Aufnahme von Geflüchteten in Hamburg: Ein bisschen Herz für Kinder

SPD und Grüne stimmen plötzlich zu, minderjährige Geflüchtete aufzunehmen. Im Dezember lehnten sie einen Antrag der Linken noch ab.

Ein Kind steht vor einem Baum in einem Flüchtlingslager, es trägt ein rosa Cape

Leben unter prekären Bedingungen: Ein Kind im Lager Moria auf Lesbos Foto: dpa

HAMBURG taz | In Hamburg ist Wahlkampf. Und wenn der Druck zu groß wird, müssen die handeln, die in der Stadt auch künftig das Sagen haben wollen. Das ist zumindest eine mögliche Erklärung, dafür, dass SPD und Grüne am Mittwoch ihre Bereitschaft erklärten, dass „Hamburg ein Kontingent von minderjährigen Geflüchteten aufnimmt“.

Das kommt insofern überraschend, als die Linken es waren, die das Thema am Mittwoch auf die Tagesordnung der Bürgerschaft gesetzt hatten. Und einen entsprechenden Antrag der Linksfraktion hatten SPD und Grüne noch im Dezember abgelehnt.

Und das, obwohl ebenfalls im Dezember der grüne Bundesvorsitzende Robert Habeck, in der Frankfurter Allgemeinen Sonntagszeitung gefordert hatte, dass Deutschland Minderjährige aus Griechenland aufnimmt. Niedersachsen, Berlin, Thüringen und Rheinland-Pfalz haben sich dazu schon bereit erklärt.

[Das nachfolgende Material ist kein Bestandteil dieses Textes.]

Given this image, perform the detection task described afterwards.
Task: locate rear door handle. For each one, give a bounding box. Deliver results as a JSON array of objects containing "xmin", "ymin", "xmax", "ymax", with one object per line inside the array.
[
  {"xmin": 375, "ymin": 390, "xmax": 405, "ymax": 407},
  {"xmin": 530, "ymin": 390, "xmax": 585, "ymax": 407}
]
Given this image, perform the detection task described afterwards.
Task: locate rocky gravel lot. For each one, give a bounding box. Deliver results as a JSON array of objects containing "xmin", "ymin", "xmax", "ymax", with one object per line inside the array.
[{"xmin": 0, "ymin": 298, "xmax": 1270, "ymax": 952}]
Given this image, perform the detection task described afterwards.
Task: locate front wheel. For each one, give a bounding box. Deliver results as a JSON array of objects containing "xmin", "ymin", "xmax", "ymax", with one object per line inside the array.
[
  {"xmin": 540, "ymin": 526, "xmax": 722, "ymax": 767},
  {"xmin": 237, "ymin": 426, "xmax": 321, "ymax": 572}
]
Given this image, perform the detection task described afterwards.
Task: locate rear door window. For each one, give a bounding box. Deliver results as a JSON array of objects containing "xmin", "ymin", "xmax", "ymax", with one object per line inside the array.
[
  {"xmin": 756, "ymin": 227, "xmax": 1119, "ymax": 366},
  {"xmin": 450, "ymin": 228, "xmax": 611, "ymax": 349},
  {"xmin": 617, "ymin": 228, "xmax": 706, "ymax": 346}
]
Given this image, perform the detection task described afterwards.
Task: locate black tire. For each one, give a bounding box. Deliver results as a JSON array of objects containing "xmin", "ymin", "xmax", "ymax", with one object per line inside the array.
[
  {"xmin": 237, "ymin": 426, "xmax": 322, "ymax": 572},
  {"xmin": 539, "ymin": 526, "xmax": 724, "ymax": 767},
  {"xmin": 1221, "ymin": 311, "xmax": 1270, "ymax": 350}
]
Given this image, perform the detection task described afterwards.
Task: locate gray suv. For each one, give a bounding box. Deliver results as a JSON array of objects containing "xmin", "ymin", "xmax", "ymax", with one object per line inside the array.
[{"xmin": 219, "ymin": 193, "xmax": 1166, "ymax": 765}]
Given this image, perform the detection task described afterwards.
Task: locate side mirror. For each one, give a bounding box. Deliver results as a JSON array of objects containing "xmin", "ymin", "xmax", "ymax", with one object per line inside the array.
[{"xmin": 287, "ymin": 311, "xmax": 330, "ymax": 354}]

Dass Hamburg da zumindest bisher nicht mitmachte, war nach Aussage der Grünen die Schuld der SPD. Wegen der „Koalitionsräson“ hätten die Grünen nicht gegen die SPD stimmen wollen. Das wiederum brachte ihnen erhebliche Kritik ein. Die Organisation Seebrücke nannte das „restriktive Auftreten“ der Grünen heuchlerisch. Und auch die Linken fanden das Verhalten problematisch. „Sonst streiten sie sich im Wahlkampf ja auch öffentlich mit der SPD um verschiedene Fragen“, sagt Christiane Schneider, Sprecherin für Innenpolitik und Flüchtlinge bei der Linksfraktion.

4.100 Minderjährige allein

Die Linken wollten mit ihrem Antrag erreichen, dass sich Hamburg der Initiative von Niedersachsen, Berlin und Thüringen anschließt und zusagt, 70 minderjährige, unbegleitete Geflüchtete aus Griechenland aufzunehmen. Nach Angaben von Hilfsorganisationen leben dort mindestens 4.100 Kinder und Jugendliche ohne erwachsene Angehörige in überfüllten Lagern oder auf der Straße.

SPD und Grüne hatten einen eigenen Antrag eingebracht. Ihr „Appell zur humanitären Soforthilfe“ sah vor, dass Hamburg sich bei der Bundesregierung dafür einsetzt, dass das Flüchtlingshilfswerk der Vereinten Nationen schnell und unbürokratisch mehr Geld bekommt.

Tatsächlich kann Hamburg nicht einfach selbst entscheiden Geflüchtete aufzunehmen – Fragen der Flüchtlingspolitik werden auf Bundesebene geregelt. „Der Bundesinnenminister muss gezwungen werden, minderjährige Geflüchtete aus Griechenland aufzunehmen“, sagt Schneider. Und dafür brauche es den Druck aus den Ländern.

Das findet auch Antje Möller, innenpolitische Sprecherin der Grünen-Fraktion. „Seehofer muss seine ablehnende Haltung schnellstens überdenken“, ließ sie verlauten.

Nichts Konkretes

Wie viele Geflüchtete Hamburg aufnehmen möchte, legen SPD und Grüne aber nach wie vor nicht fest, sprechen von einem „Kontingent“. Diese Frage stelle sich im Moment nicht, sagt Felix Koopmann, Sprecher der SPD-Fraktion. Wichtig sei, zunächst, das Thema im Bund zu bewegen.

Für Schneider ist das alles zu halbherzig und unverbindlich. Die rot-grüne Koalition verstecke sich hinter Seehofer. Es gehe aber auch um die Frage, ob Länder und Kommunen selbstständig handeln dürfen, wenn sie Geflüchtete aufnehmen wollen, so wie es ein breites Bündnis derzeit fordert. Schneider will die Debatte zu dem Thema deshalb noch einmal für die kommende Bürgerschaftssitzung anmelden. Am Mittwoch war die Debatte ausgefallen, weil so lange über Verkehrspolitik gesprochen wurde.